Ringfort, Turloughgarve, Co. Galway
Co. Galway |
Ringforts
On a low rise in the undulating grassland of north Galway, a ringfort sits in a state of near-invisibility.
The enclosing bank that once defined its roughly circular perimeter, measuring around 45 metres across its NNW to SSE axis, has been so thoroughly absorbed into the working landscape that across much of its eastern arc it leaves no trace at the surface at all. Two separate field walls have cut across and overlain the monument at different points, one slicing through from the north-east around to the south-east, another overlying the enclosure's north-western edge. The fort has not so much been demolished as gradually erased.
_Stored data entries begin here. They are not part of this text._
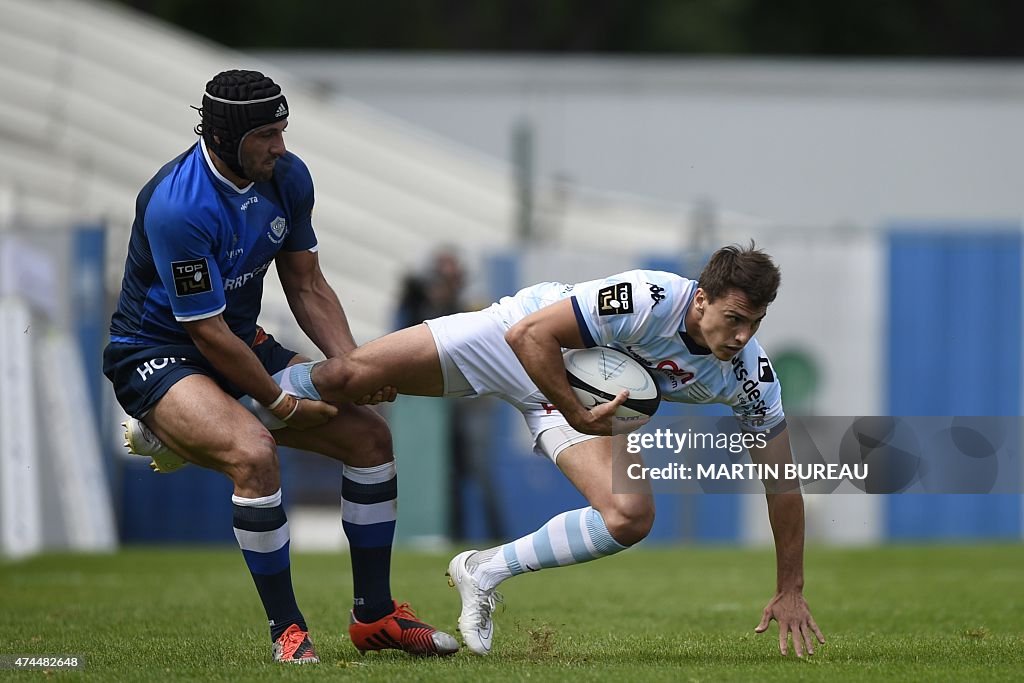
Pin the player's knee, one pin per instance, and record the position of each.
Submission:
(629, 524)
(377, 438)
(341, 379)
(252, 460)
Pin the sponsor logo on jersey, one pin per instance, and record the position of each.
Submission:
(190, 276)
(656, 293)
(146, 370)
(672, 369)
(749, 397)
(241, 281)
(278, 228)
(698, 391)
(614, 299)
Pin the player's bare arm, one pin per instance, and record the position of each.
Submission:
(538, 341)
(237, 361)
(320, 313)
(785, 512)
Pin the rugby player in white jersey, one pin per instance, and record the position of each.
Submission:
(697, 339)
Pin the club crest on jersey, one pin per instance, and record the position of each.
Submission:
(656, 293)
(614, 299)
(278, 228)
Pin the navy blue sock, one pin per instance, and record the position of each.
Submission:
(369, 510)
(261, 528)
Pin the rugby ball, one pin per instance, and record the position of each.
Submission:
(598, 374)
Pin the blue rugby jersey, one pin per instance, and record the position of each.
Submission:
(200, 246)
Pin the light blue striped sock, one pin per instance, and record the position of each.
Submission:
(571, 538)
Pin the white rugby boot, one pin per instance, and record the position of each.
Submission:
(141, 441)
(475, 622)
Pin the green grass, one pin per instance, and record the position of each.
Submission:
(674, 614)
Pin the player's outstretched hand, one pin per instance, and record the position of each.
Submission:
(383, 394)
(600, 419)
(311, 414)
(793, 614)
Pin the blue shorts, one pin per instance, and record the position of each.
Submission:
(141, 375)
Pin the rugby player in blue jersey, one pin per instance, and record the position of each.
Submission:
(189, 364)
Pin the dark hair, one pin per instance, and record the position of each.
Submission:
(744, 268)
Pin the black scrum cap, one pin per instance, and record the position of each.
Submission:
(236, 102)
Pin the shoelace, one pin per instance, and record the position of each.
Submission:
(404, 610)
(291, 640)
(487, 601)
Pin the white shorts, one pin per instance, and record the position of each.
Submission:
(474, 345)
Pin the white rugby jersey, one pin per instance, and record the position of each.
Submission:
(643, 313)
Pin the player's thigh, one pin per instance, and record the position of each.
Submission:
(407, 359)
(196, 418)
(598, 469)
(356, 436)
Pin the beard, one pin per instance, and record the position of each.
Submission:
(257, 173)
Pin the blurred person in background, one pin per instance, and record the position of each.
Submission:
(435, 293)
(189, 364)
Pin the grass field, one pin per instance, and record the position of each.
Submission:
(926, 612)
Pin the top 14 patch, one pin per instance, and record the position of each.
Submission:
(192, 276)
(614, 299)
A rath, to use the technical term, is an early medieval enclosed settlement, typically a farmstead surrounded by one or more earthen banks and ditches, occupied broadly between the sixth and twelfth centuries. Thousands were built across Ireland, and many have fared better than this one. What distinguishes Turloughgarve is the puzzle left behind inside the enclosure: two subcircular hollows in the ground, with a low mound of earth and stone placed centrally between them. The mound is tentatively described as possible upcast, material thrown up during the original digging of pits or a souterrain, an underground stone-lined passage sometimes built beneath raths for storage or refuge. Whether that interpretation holds or not, the arrangement of hollows and mound suggests activity within the interior that went beyond simple habitation, even if its precise nature is now beyond recovery.